Note that swordfish is also on the list, proof that Orthodox Jews ate this as well. I won’t say much more about this since I know that Dr. Ari Zivotofsky has a lengthy article on the topic about to appear in the Israeli-journal BDD (Bekhol Derakhekha Daehu). Let me just mention the following two points, if only to disabuse people of the notion that it was only the Conservatives who permitted swordfish.

1. The Chief Rabbinate of Israel declared swordfish to be kosher, and in a 1960 responsum R. Isser Yehudah Unterman defended this ruling. In response to R. Moshe Tendler’s objection, Unterman reaffirmed its kosher status.[14] It is likely that the widespread assumption that swordfish is not kosher can be traced to Tendler’s successful efforts in this regard. Today, who even remembers the that swordfish used to be kosher?

2. There was a great rav in Boston named Mordechai Savitsky. To a certain extent he was an adversary of the Rav and was one those tragic figures in American Orthodoxy. His Torah knowledge was the equal of any of the outstanding Roshei Yeshiva who became so popular, but he was never able to find his place. He publicly declared – and in his Shabbat ha-Gadol derashah no less – that swordfish is kosher.
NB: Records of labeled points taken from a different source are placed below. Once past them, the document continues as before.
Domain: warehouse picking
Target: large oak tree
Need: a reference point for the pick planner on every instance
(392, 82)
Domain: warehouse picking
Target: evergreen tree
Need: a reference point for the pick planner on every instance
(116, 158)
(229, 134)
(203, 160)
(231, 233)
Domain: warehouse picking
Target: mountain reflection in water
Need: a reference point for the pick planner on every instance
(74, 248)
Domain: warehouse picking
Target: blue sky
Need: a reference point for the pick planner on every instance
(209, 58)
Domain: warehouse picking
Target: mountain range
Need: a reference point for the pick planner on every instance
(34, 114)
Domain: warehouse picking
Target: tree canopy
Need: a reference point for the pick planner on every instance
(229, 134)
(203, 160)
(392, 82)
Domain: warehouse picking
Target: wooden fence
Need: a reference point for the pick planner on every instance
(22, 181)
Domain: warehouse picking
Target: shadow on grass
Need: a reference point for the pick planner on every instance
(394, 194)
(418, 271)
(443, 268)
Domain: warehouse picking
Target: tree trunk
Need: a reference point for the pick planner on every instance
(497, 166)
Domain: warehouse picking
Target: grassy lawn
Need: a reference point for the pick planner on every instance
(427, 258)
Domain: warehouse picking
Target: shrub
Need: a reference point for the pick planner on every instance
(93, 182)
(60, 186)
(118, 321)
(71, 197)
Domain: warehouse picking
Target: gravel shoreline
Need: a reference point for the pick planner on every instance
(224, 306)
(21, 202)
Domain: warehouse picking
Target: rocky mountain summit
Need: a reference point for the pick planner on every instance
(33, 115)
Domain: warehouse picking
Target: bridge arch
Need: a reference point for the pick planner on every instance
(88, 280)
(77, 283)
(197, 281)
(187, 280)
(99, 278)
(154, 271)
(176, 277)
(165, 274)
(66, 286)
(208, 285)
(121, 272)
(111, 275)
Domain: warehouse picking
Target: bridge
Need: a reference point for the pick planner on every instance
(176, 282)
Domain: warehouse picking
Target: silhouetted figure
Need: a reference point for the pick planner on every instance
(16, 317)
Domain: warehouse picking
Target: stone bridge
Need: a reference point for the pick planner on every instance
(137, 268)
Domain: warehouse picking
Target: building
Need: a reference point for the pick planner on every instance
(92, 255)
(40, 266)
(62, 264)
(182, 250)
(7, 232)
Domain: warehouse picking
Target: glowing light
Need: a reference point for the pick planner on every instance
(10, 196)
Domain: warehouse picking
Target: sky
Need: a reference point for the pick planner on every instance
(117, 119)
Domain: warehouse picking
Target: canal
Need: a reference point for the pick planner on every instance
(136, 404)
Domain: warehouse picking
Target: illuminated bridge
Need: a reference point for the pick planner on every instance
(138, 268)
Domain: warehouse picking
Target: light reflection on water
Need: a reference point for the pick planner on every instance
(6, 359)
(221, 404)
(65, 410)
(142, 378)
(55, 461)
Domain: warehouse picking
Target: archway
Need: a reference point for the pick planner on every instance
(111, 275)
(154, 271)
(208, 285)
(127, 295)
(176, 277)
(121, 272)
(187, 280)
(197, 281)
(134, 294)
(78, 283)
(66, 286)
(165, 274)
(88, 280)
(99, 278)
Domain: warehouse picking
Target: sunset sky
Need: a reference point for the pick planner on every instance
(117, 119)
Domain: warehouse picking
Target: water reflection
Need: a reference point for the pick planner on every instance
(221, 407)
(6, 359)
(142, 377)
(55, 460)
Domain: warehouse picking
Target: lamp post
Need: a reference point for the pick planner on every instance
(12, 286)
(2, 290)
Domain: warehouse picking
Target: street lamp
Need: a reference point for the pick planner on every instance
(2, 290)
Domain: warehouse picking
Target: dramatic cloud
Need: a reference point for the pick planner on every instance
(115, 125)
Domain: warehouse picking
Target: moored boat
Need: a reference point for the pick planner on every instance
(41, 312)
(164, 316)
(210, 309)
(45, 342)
These two points are enough to show that the issue of swordfish is anything but settled, and is certainly not an Orthodox-Conservative issue. Zivotofsky’s article will be quite illuminating in this regard.

Notes:
[1] See The Limits of Orthodox Theology, Preface.
[2] Mehkerei Talmud 2 (1993), 255 n. 196.
[3]”R. Yaakov Lipshitz and Heter Mechirah,” the Seforim blog (October 11, 2007), available here.
[4] In an effort to keep far away from non-Jewish names, many people who are named מיכאל spell it as Michoel. I have even seen Mecheol. Certainly, no one today in the haredi world who has the name משה would write his English name as Moses, as is found on R. Moshe Feinstein’s stationery.
[5] See here at note 8.
[6] See Bazalel Naor, Post-Sabbatian Sabbatianism: Study of an Underground Messianic Movement (Spring Valley, 1999), 38; Marvin Heller, “David ben Aryeh Leib of Lida and his Migdal David: Accusations of Plagiarism in Eighteenth Century Amsterdam,” Shofar 19 (Winter 2001): 117-128.
[7] Yet can they live with a well-known contemporary rabbi who not only falsified a book he worked on, but has ignored a series of summons to a beit din? See here (and here) for more. Since the censorship and forgery he engaged in are directed against Chabad, it is possible that in his mind he has done no wrong. He probably also assumes that a Chabad beit din is not valid, and therefore he can ignore it.
[8] “Leshonot ha-Meiri she-Nikhtevu li-Teshuvat ha-Minim,” Tzefunot 1 (5749): 65-72.
[9] In my forthcoming book, Studies in Maimonides and His Interpreters (University of Scranton, 2008), I give examples of some of the problems. The book should appear in another few months.
[10] “Le-Mashmaut ha-Bituyim: Kiddush Hodesh, Birkat Levanah, Kiddush Levanah,” Sidra 22 (2007): 185-200.
[11] For other forgeries in Auerbach’s Eshkol, see Louis Ginzberg, Perushim ve-Hiddushim Birushalmi, vol. 1, Introduction, p. 84, and vol. 4, p. 6. I owe these references to the anonymous scholar.
[12] Noda bi-Yehudah, Yoreh Deah, tinyana, no. 28.
[13] See Yisrael Natan Heschel, “Mismakhim Nosafim le-Folmos Dag ha-Stirel bi-Shenat 5558,” Beit Aharon ve-Yisrael (Sivan-Tamuz 5755): 109.
[14] See Shevet mi-Yehudah, vol. 2, Yoreh Deah no. 5.